DOMANDA
preg.mo dott,ho 54 anni, faccio seguito al consulto ipertrofia e sport per aggiornare che il 14.03 u.s. ho fatto ecogr. transrettale reni vescicole e vescica con referto di volume prost 101 cm3 pari a 121,2gr ad ecostruttura disomogenea per adenomiomatosi infrasfinterica-regione periferica assottigliata per compressione dalla componente ipertrofica disomogenea senza alterazioni eteroplastiche etg apprezz-caspula integra-vescicole disomogee ectasiche-vescica mediocrem distesa,pareti regolari,contenuto omogeneo.residuo post minzionale-reni in sede di forma e volume regolari sede di strato prelitisiaco e cisti renale sx polare sup di 18,2mm. al termine di esame ho avuto blocco urinario per contraz pelvica e congestione vescica ed è stato praticato catetere mantenuto 4 gg.Richiamo biopsia fatta il luglio 2013 con esito negativo e prostatite cronica.Sto assumendo rifocin (per 6gg)-xatral-adenomix-topster(per 10 gg)-finestar Le chiedo consulto per saper quali sono le soluzioni di cura (farmacolog o chirurgiche e di che tipo) da questa patologia che mi porta a continue infiammazioni,e le conseguenze di eventuale intervento (impotenza o incontinenza). grazie per il tempo che vorra dedicarmi per la risposta. cordiali saluti
RISPOSTA
Egregio signore,
le informazioni che lei mi dà sono assolutamente parziali.
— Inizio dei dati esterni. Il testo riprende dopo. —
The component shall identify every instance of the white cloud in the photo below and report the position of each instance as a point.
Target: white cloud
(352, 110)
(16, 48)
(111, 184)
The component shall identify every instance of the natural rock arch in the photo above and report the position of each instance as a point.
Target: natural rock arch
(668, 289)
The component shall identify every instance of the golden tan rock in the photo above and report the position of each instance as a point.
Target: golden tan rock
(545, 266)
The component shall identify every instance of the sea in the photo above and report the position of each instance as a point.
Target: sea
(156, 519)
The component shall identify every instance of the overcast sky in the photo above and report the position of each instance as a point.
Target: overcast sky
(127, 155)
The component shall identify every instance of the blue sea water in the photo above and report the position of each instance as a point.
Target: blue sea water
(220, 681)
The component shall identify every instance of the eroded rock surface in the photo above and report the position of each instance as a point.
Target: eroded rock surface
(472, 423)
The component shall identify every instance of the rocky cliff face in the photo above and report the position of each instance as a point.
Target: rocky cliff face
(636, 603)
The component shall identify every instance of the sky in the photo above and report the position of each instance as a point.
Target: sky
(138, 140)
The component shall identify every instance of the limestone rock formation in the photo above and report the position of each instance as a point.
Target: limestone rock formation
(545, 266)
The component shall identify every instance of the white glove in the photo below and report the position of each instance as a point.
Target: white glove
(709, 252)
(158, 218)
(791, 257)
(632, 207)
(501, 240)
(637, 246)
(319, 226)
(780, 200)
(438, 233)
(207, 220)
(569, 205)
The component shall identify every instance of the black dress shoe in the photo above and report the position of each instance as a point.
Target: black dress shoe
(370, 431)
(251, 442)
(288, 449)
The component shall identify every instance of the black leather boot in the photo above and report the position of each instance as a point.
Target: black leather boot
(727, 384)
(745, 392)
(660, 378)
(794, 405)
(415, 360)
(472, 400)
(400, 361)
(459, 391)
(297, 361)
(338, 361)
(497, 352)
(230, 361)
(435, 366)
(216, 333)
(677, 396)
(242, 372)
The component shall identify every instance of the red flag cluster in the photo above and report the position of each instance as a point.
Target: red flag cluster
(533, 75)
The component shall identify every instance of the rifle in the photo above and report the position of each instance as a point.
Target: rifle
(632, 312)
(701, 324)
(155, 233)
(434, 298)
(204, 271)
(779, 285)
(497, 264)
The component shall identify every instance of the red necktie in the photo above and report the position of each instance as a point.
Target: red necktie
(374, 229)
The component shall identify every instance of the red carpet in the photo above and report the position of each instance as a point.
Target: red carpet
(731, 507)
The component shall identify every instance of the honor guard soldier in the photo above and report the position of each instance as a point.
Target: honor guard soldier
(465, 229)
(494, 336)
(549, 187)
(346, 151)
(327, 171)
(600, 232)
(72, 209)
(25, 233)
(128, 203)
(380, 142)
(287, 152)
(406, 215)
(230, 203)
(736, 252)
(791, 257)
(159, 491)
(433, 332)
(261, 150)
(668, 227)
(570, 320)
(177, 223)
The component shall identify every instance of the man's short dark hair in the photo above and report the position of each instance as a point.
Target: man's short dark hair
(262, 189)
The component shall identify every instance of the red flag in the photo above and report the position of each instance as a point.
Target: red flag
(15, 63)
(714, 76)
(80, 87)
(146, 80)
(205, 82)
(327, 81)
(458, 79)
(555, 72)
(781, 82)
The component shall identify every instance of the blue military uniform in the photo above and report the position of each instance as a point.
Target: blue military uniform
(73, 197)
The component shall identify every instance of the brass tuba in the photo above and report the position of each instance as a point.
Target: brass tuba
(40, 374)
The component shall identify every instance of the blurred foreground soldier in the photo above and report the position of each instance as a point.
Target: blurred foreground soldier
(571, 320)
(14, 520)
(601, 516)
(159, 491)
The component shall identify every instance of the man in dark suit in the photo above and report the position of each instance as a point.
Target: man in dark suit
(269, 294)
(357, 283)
Non ho il PSA; ignoro il perchè della biopsia precedente; non so nulla delle caratteristiche della sua minzione (frequenza, di giorno e di notte); del suo getto (cadente vs accettabile); non si capisce se alla ecografia era presente ristagno postminzionale, etc etc.
In linea di max, si pensa all’intervento disostruttivo solo dopo che la terapia medica non funzioni più … Per questo tipo di intervento (quindi per l’intervento fatto in caso di ipertofia prostatica benigna !), le probabilità di incontinenza non raggiungono lo 0,5 % dei casi.